Algunos deben de pensar que han descubierto lo listos y originales que son cuando afirman que el cine surgió en el paleolítico. Una afirmación, a mi modo de ver, harto desproporcionada. Otra cuestión sería que hablaran de los precedentes del cinematógrafo. Pero no, el arqueólogo y cineasta Marc Azéma afirmaba en un ciclo de conferencias que el cine "surgió en el paleolítico". No voy a discutir con él que las pinturas rupestres constituyan una forma de expresión artística en si misma, pero permítanme encontrar su afirmación excesiva y exagerada.

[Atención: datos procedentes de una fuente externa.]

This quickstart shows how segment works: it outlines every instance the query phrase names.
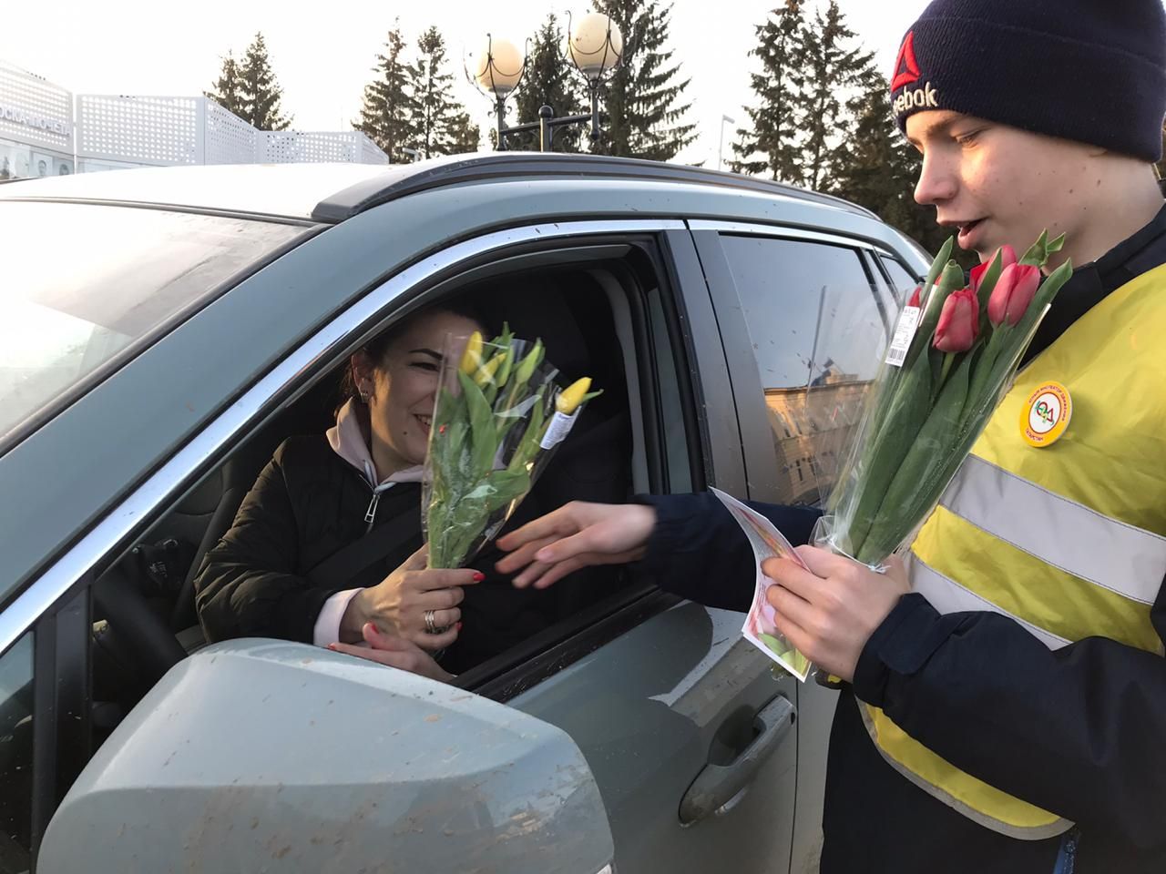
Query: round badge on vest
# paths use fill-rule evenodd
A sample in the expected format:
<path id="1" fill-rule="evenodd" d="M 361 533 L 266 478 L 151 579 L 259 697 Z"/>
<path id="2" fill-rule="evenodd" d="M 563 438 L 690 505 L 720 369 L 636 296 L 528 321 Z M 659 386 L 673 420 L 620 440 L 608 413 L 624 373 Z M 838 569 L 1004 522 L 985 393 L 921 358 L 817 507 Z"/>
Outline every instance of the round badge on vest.
<path id="1" fill-rule="evenodd" d="M 1052 446 L 1073 417 L 1073 399 L 1060 382 L 1046 382 L 1020 408 L 1020 436 L 1030 446 Z"/>

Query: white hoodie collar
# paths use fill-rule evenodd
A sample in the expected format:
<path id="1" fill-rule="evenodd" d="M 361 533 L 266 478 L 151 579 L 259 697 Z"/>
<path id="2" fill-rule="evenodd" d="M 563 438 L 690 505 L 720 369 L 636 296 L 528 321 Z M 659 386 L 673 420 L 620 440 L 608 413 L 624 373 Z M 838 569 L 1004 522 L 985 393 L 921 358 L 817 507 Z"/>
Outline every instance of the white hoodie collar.
<path id="1" fill-rule="evenodd" d="M 420 482 L 424 473 L 421 465 L 406 467 L 385 477 L 380 482 L 377 481 L 377 465 L 368 451 L 368 442 L 360 421 L 361 414 L 367 416 L 367 413 L 358 408 L 357 402 L 352 399 L 349 399 L 336 414 L 336 424 L 328 429 L 328 445 L 332 447 L 332 451 L 360 471 L 368 481 L 368 487 L 377 492 L 398 482 Z"/>

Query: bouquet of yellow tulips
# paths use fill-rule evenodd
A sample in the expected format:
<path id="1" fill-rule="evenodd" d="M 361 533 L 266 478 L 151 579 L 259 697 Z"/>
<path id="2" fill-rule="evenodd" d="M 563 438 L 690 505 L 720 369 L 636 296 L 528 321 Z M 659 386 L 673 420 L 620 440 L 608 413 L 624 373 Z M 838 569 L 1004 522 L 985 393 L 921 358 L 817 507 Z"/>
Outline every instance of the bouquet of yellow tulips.
<path id="1" fill-rule="evenodd" d="M 422 485 L 430 568 L 461 568 L 498 534 L 599 394 L 590 379 L 561 388 L 557 375 L 542 340 L 508 325 L 490 343 L 475 331 L 459 359 L 445 357 Z"/>

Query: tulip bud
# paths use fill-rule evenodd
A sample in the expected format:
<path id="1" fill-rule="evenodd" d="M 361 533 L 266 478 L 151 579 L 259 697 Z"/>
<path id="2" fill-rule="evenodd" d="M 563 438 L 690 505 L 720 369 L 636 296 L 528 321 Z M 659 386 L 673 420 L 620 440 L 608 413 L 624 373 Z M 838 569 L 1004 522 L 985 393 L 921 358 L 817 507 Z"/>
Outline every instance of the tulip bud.
<path id="1" fill-rule="evenodd" d="M 475 331 L 470 334 L 465 344 L 465 352 L 462 353 L 459 369 L 468 376 L 472 376 L 482 366 L 482 332 Z"/>
<path id="2" fill-rule="evenodd" d="M 501 388 L 506 385 L 506 380 L 510 379 L 511 368 L 514 365 L 514 347 L 507 346 L 506 351 L 501 353 L 501 366 L 498 368 L 498 387 Z"/>
<path id="3" fill-rule="evenodd" d="M 999 254 L 1002 268 L 1017 262 L 1017 251 L 1011 246 L 1000 246 Z M 979 283 L 984 281 L 984 274 L 988 273 L 988 268 L 992 266 L 992 261 L 995 260 L 996 256 L 993 255 L 983 263 L 976 265 L 971 268 L 968 284 L 971 286 L 972 291 L 977 295 L 979 294 Z"/>
<path id="4" fill-rule="evenodd" d="M 1014 325 L 1024 316 L 1040 284 L 1040 268 L 1033 265 L 1011 263 L 988 299 L 988 319 L 993 325 Z"/>
<path id="5" fill-rule="evenodd" d="M 979 333 L 979 299 L 970 288 L 948 295 L 932 341 L 940 352 L 967 352 Z"/>
<path id="6" fill-rule="evenodd" d="M 542 364 L 542 340 L 535 340 L 534 348 L 531 350 L 521 364 L 514 369 L 514 382 L 525 386 L 534 375 L 534 368 Z"/>
<path id="7" fill-rule="evenodd" d="M 478 368 L 473 374 L 473 381 L 478 383 L 478 388 L 483 388 L 494 381 L 494 374 L 498 373 L 504 358 L 506 358 L 505 353 L 499 353 Z"/>
<path id="8" fill-rule="evenodd" d="M 588 389 L 591 388 L 591 378 L 584 376 L 581 380 L 576 380 L 568 388 L 559 393 L 559 397 L 555 399 L 555 409 L 562 413 L 564 416 L 569 416 L 575 413 L 576 408 L 583 402 L 584 395 L 586 395 Z"/>

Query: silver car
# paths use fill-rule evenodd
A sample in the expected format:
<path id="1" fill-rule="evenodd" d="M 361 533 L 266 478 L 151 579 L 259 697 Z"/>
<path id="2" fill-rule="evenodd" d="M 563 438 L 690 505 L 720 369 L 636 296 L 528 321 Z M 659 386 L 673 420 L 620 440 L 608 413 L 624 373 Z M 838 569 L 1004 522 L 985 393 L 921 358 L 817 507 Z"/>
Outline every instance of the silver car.
<path id="1" fill-rule="evenodd" d="M 815 868 L 833 693 L 739 613 L 628 569 L 442 685 L 205 646 L 191 569 L 337 365 L 455 291 L 542 289 L 606 362 L 621 494 L 813 503 L 852 422 L 809 401 L 854 409 L 916 246 L 775 183 L 518 153 L 8 183 L 0 240 L 0 874 Z"/>

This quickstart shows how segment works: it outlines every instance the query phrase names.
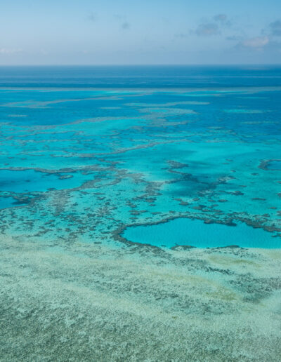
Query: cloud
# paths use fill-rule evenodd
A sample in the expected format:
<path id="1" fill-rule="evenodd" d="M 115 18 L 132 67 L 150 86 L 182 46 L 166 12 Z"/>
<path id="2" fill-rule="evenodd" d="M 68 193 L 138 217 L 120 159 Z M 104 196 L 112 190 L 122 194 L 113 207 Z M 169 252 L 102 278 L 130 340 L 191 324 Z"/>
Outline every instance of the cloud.
<path id="1" fill-rule="evenodd" d="M 241 41 L 242 39 L 242 37 L 239 35 L 231 35 L 226 38 L 226 40 L 230 40 L 234 41 Z"/>
<path id="2" fill-rule="evenodd" d="M 22 49 L 9 49 L 8 48 L 0 48 L 0 54 L 16 54 L 22 53 Z"/>
<path id="3" fill-rule="evenodd" d="M 187 38 L 188 36 L 188 35 L 187 34 L 184 34 L 184 33 L 179 33 L 179 34 L 174 34 L 175 38 L 184 39 L 184 38 Z"/>
<path id="4" fill-rule="evenodd" d="M 281 36 L 281 20 L 276 20 L 269 25 L 270 35 Z"/>
<path id="5" fill-rule="evenodd" d="M 215 21 L 222 22 L 226 21 L 227 18 L 228 18 L 228 17 L 226 14 L 218 14 L 214 17 L 214 20 Z"/>
<path id="6" fill-rule="evenodd" d="M 265 36 L 256 36 L 254 38 L 249 38 L 242 41 L 240 45 L 244 48 L 249 48 L 251 49 L 262 49 L 265 46 L 268 44 L 269 38 Z"/>
<path id="7" fill-rule="evenodd" d="M 218 25 L 214 22 L 207 22 L 198 25 L 195 34 L 199 36 L 210 36 L 220 34 Z"/>
<path id="8" fill-rule="evenodd" d="M 124 29 L 124 30 L 126 30 L 127 29 L 129 29 L 130 27 L 131 27 L 131 25 L 128 22 L 126 22 L 126 21 L 122 22 L 122 24 L 121 25 L 121 27 L 122 29 Z"/>

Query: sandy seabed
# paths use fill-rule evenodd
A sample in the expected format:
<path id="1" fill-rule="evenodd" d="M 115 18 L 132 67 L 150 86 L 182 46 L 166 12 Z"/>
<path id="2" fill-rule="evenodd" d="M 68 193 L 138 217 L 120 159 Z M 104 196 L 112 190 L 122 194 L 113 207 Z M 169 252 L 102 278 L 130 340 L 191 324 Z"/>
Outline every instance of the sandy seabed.
<path id="1" fill-rule="evenodd" d="M 1 361 L 280 361 L 280 250 L 0 247 Z"/>

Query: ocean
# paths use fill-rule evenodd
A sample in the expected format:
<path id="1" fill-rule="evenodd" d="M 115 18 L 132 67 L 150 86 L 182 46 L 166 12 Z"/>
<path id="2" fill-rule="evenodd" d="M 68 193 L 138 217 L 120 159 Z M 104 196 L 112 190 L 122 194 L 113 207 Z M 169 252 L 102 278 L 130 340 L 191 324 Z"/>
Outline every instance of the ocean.
<path id="1" fill-rule="evenodd" d="M 1 67 L 0 100 L 3 361 L 278 360 L 280 67 Z"/>

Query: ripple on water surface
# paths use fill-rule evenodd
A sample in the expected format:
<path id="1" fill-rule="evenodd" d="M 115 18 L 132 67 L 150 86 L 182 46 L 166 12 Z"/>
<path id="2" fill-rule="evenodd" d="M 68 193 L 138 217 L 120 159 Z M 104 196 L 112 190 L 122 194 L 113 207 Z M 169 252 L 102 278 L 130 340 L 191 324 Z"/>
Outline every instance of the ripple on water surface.
<path id="1" fill-rule="evenodd" d="M 281 238 L 263 229 L 238 222 L 236 226 L 205 224 L 200 220 L 178 218 L 155 224 L 127 227 L 122 236 L 127 240 L 155 246 L 176 245 L 216 248 L 237 245 L 242 248 L 281 248 Z"/>

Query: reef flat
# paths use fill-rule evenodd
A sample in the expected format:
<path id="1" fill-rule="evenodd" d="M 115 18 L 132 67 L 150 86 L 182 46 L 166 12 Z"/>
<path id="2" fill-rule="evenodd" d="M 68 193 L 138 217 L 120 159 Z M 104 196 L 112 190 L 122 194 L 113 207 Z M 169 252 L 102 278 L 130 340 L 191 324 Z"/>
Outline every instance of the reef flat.
<path id="1" fill-rule="evenodd" d="M 281 354 L 280 250 L 0 246 L 1 361 Z"/>
<path id="2" fill-rule="evenodd" d="M 281 86 L 263 74 L 0 76 L 1 361 L 280 359 Z"/>

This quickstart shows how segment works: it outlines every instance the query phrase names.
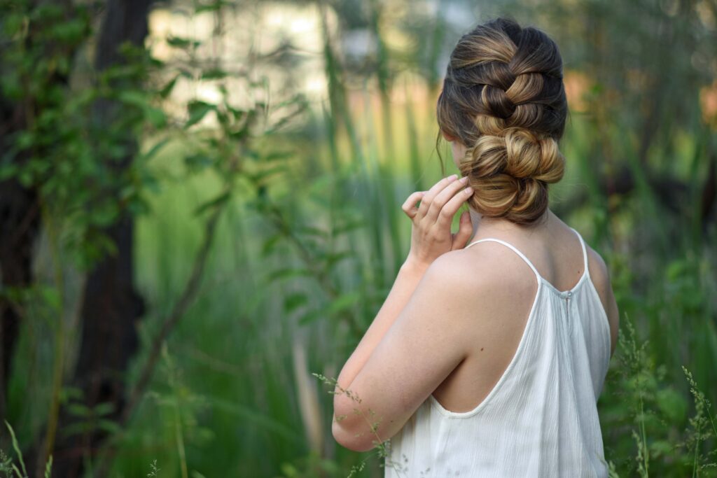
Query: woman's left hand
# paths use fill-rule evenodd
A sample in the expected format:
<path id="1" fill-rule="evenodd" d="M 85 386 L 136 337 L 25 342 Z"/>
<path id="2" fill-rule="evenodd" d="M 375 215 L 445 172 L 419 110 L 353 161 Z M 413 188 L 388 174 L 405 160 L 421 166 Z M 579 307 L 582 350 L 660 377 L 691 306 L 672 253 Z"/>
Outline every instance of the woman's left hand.
<path id="1" fill-rule="evenodd" d="M 473 195 L 473 190 L 465 187 L 467 180 L 454 174 L 427 191 L 411 194 L 404 203 L 402 209 L 413 222 L 407 262 L 427 267 L 441 254 L 465 247 L 473 232 L 468 211 L 461 214 L 457 233 L 452 234 L 450 228 L 456 212 Z M 419 201 L 420 206 L 416 207 Z"/>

Pinturas rupestres o precedentes del cine en el paleolítico

Él mismo y todos los que le escucharon debieron pensar que, siendo francés, debía tener toda la razón del mundo. Pues no. Como suele pasar, otro teórico mucho más prudente y coherente establecía la relación entre las pinturas de las cuevas de Altamira y lo que sin duda podemos denominar como un precedente del cinematógrafo, que no su origen. Y no es otro que el prestigioso teórico e historiador de cine, Román Gubern, que en las primeras páginas de su Historia del cine publicada por Lumen, ya establece la vocación cinematográfica de la imagen pintada de un jabalí con ocho patas. Sin duda los autores de tan primitiva expresión artística no pretendían otra cosa que transmitir que el porcino se encontraba en ese momento en movimiento, estableciéndose como uno de los primeros intentos de reproducir el movimiento de manera virtual.

Historia del cine de Román Gubern

En cualquier caso, la exposición del señor Azéma no se quedaba ahí. En su charla defendía que el arte rupestre no es una forma de expresión estática y repetitiva, sino que la intención de sus artesanos creadores era la de capturar la vida, mostrar figuras que se mueven, corren, saltan y se relacionan en lo que se han dado en llamar "escenas" de la vida cotidiana. Y aquí sí le voy a dar la razón, aunque nuevamente no se trata evidentemente del origen del cine, sino de un precedente de la construcción del relato en la pintura y la escultura gráfica, que no sólo en el cine.

Invito a todos aquellos que estén interesados en los orígenes del cine y en conocer su historia a que le echen un vistazo al extraordinario libro de Román Gubern. Un teórico que escribe la historia como si fuera una novela y que habla del cine como si fuera un apasionante personaje. Una espléndida muestra de literatura cinematográfica obligatoria para todo aquel que se considere auténticamente cinéfilo.